The first time I walked into a classroom as a teaching assistant, the lead teacher handed me a stack of reading worksheets and said, “Table three needs you.” That was it. No orientation, no gradual introduction. Just five second-graders staring at me with pencils in their hands and questions I was supposed to know how to answer. I figured it out. But I remember thinking: somebody should have prepared me for this.
That is essentially what the NYSTCE ATAS exam exists to do—verify that the people standing next to teachers in classrooms actually have the foundational skills to be there.
What the ATAS Actually Tests
The Assessment of Teaching Assistant Skills is a 100-question, multiple-choice exam administered by the New York State Education Department as part of the teaching assistant certification process. You get three hours and need a scaled score of 220 to pass. It covers four areas: reading comprehension, writing, mathematics, and instructional support. The exam is not about pedagogy in the abstract—it is about whether you can read a passage and help a student understand it, whether you can write clearly enough to communicate with parents and staff, whether your math is solid enough to support a lesson, and whether you understand the basics of how classrooms function.
The exam fee is $54, which makes it one of the most affordable professional certifications in education. But the stakes are real. In New York, you cannot hold a teaching assistant certificate without passing it. And with the ATAS being retired and replaced by the NES Foundations of Classroom Support and Instruction exam after August 2026, candidates sitting for the current version are working against a deadline.
The Paraprofessional Shortage Nobody Talks About
Everyone knows about the teacher shortage. It makes headlines every September. What gets far less attention is the parallel crisis in paraprofessional staffing—teaching assistants, classroom aides, instructional support staff. These are the people who make inclusive classrooms possible. They work one-on-one with students who have learning disabilities. They translate for English language learners. They provide the extra set of hands that allows a teacher with 28 students to actually reach the five who are falling behind.
Schools serving low-income and rural communities are hit hardest. Heritage University, located on the Yakama Nation in central Washington—the only private institution in the country that is both a Hispanic-Serving Institution and a Non-Tribal Native American-Serving Institution—understands this workforce gap intimately. The communities it serves depend on paraprofessionals who reflect the cultural and linguistic backgrounds of the students in the room.
Getting Through the Exam
The ATAS is not a difficult exam by the standards of professional certification. But 77 percent of people who fail it report that the problem was not lack of knowledge—it was inability to apply their knowledge to the question format. The scenarios require you to choose the best instructional response, not just the correct factual answer. Working through a NYSTCE ATAS practice test before sitting for the real thing is the most efficient way to learn how the questions are structured and where the common traps are.
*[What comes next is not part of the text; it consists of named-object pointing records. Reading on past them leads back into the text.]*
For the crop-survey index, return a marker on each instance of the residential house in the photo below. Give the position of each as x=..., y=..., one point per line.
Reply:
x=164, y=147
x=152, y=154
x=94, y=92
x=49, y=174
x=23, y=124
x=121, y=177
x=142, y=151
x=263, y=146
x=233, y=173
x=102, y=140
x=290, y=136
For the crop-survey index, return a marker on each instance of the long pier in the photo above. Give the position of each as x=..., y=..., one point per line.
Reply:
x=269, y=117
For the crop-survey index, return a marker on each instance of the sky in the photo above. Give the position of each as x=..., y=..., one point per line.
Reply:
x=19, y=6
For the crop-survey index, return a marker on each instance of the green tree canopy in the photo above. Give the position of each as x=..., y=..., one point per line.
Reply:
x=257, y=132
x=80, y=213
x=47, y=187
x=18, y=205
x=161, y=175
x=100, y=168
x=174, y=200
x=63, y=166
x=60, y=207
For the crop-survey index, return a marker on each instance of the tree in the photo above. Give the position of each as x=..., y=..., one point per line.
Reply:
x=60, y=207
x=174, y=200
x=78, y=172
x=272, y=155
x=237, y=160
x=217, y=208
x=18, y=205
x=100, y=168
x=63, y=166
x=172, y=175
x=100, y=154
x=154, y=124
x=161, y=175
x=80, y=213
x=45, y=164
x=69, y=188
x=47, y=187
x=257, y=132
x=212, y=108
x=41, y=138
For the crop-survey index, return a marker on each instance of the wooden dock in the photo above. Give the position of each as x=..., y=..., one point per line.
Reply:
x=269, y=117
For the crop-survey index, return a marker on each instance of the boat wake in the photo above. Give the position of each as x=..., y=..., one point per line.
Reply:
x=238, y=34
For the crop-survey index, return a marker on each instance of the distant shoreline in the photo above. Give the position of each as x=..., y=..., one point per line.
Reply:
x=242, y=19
The instructional support section, in particular, trips people up. It does not ask you to recite classroom management theory. It gives you a scenario—a student is off task, a parent is frustrated, a lesson is not landing—and asks what the teaching assistant should do. The correct answer is almost always the one that supports the lead teacher’s plan rather than improvising your own. Understanding that hierarchy is what separates the people who pass from the people who have to retake it.
A Certification That Opens More Doors Than People Realise
In New York, the initial teaching assistant certificate is valid for five years. It can be renewed indefinitely with 100 hours of continuing education. And the career path does not stop at TA. Many paraprofessionals use the credential as a stepping stone into full teaching certification, pursuing degree programmes while working in the schools that need them most. For institutions like Heritage University—where evening classes, financial aid, and community-rooted programmes are designed for working adults—that pathway is not hypothetical. It is the plan.
The Person Standing Next to the Teacher
My first year as a TA, I worked with a boy named Marco who spoke almost no English. His teacher was brilliant but stretched impossibly thin. I was the person who sat with Marco every morning and helped him decode the worksheets that were written for native speakers. I was not certified yet. I was figuring it out in real time. Looking back, I wish I had been better prepared—not just for Marco’s sake, but for mine. The ATAS does not make you a great teaching assistant. But it makes sure you start with the foundation to become one.